Cis-Männer? Was soll das sein?

Ich kann mich sehr darüber aufregen, wenn Menschen andere Menschen mittels Sprache vom Verstehen ausschließen. Ob das durch verschwurbeltes Verwaltungsdeutsch geschieht, durch unverständliche Fachsprache oder durch Begriffe, die der breiten Öffentlichkeit nicht geläufig sind. Darin steckt für mich eine ordentliche Portion Arroganz. Dieses Um-sich-werfen mit unverständlichen Begriffen beobachte ich immer wieder, gerade wenn es um das Geschlechterverhältnis, um Gleichberechtigung von Mann und Frau, eben ums Gendern geht. Dass ich mit dieser Einschätzung gar nicht so falsch liege, haben die vergangenen Tage bewiesen.

Es ging um Sexismus und Rassismus an einer Polizeischule. Ein Artikel, der auf Facebook eifrig kommentiert wurde. Dabei wurde ein Kommentator von einem anderen als Cis-Mann bezeichnet. Der daraufhin: „Und was bitte soll ein Cis-Man sein???“ Genau dieses Zitat habe ich dann vertwittert. Auch darauf kam eine Reaktion.


Die Bezeichnung Cis-Mann – es gibt übrigens auch Cis-Frauen – ist offenbar lange nicht so geläufig, wie manche glauben. Eine gute und verständliche Erklärung habe ich bei queer-at-school.de  gefunden:

Cis-geschlechtlich „Cis“ (diesseits) bezeichnet, dass eine Person in Übereinstimmung mit ihrem zugewiesenen Geschlecht lebt. Cis-geschlechtlich zu sein entspricht, im Gegensatz zu trans*geschlechtlich, der Norm.

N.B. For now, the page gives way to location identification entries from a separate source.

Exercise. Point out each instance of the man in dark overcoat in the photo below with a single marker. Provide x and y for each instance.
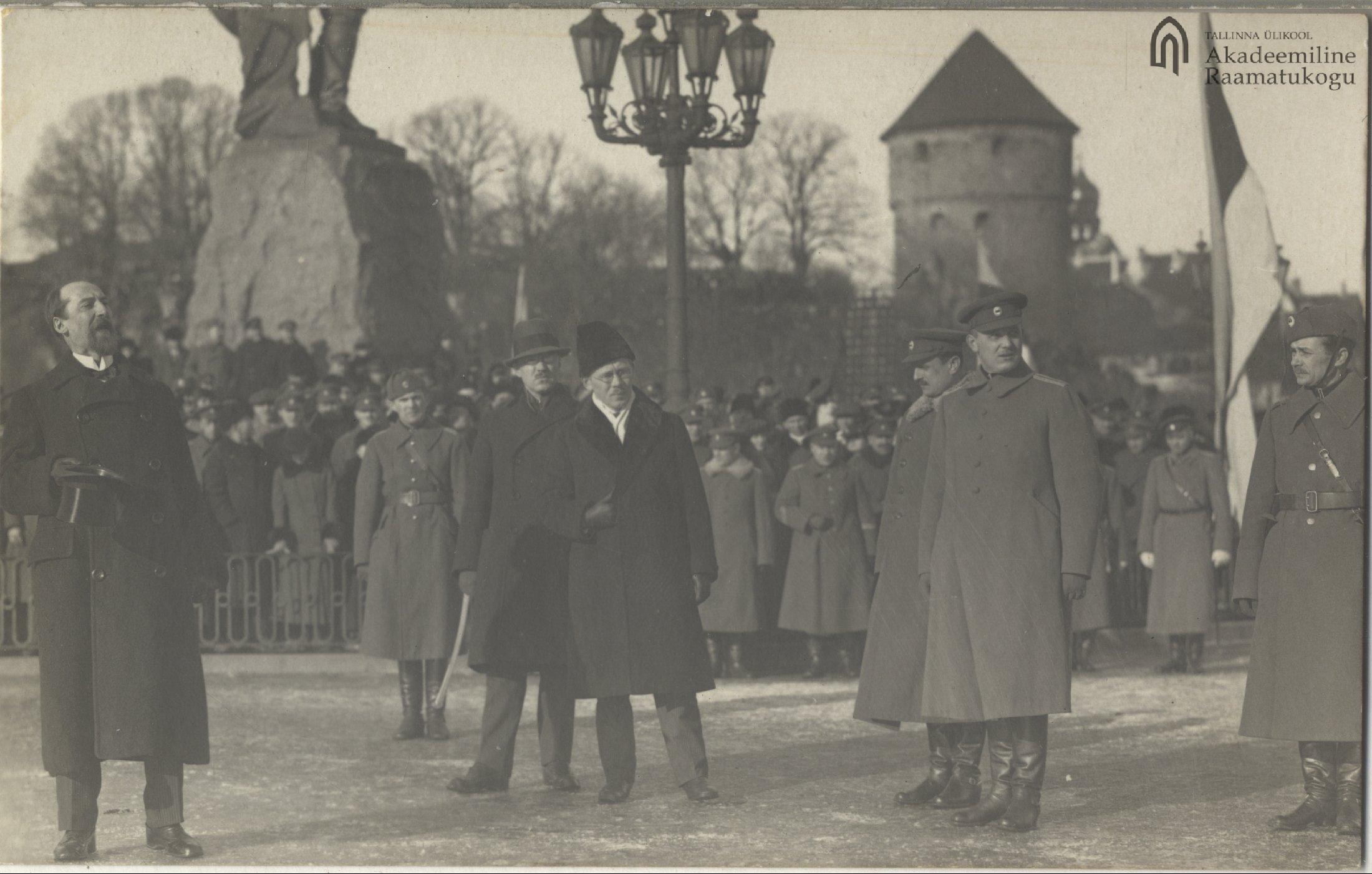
(516, 577)
(118, 650)
(894, 665)
(630, 500)
(1302, 570)
(1007, 537)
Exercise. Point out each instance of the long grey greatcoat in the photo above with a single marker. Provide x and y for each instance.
(634, 623)
(1307, 572)
(828, 589)
(412, 600)
(519, 603)
(742, 517)
(118, 650)
(1012, 502)
(1186, 516)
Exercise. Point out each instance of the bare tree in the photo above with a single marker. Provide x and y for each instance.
(728, 205)
(813, 187)
(463, 145)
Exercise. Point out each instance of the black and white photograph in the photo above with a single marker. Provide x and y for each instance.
(659, 438)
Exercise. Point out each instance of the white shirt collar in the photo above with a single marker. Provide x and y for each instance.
(92, 363)
(619, 421)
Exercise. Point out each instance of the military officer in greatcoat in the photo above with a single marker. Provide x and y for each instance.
(118, 648)
(894, 666)
(403, 534)
(518, 579)
(1301, 569)
(1006, 540)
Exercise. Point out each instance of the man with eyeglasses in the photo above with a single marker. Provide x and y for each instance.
(630, 500)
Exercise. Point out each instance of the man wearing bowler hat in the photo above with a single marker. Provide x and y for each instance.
(894, 666)
(124, 544)
(1007, 534)
(516, 578)
(630, 500)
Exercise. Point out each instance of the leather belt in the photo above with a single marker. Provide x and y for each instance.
(1316, 501)
(415, 497)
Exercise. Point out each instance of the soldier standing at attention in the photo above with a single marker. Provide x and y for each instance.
(403, 535)
(1007, 534)
(1301, 570)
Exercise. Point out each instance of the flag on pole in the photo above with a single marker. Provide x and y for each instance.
(1245, 277)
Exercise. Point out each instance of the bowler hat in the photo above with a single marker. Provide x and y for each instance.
(531, 338)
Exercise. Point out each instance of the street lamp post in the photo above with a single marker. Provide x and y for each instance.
(670, 122)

Diejenigen, die das Wort verwenden, wollen damit etwas mitteilen, für oder gegen etwas argumentieren. Dabei übersehen sie allerdings, dass sie damit nur einen eingeschränkten Kreis an Empfängern erreichen, nämlich die, die sofort wissen, was das ist. Ich mache mir übrigens gerne den Spaß und frage Menschen in meinem Umfeld, ob sie den Begriff Cis-Mann kennen. In fast allen Fällen ernte ich nur Unverständnis und Kopfschütteln. Ehe jetzt jemand sagt, das sei nicht der richtige Kreis dafür: Es handelt sich durchaus um intelligente, gebildete und welterfahrene Menschen. Sogar solche, die nicht zu faul zum Denken sind.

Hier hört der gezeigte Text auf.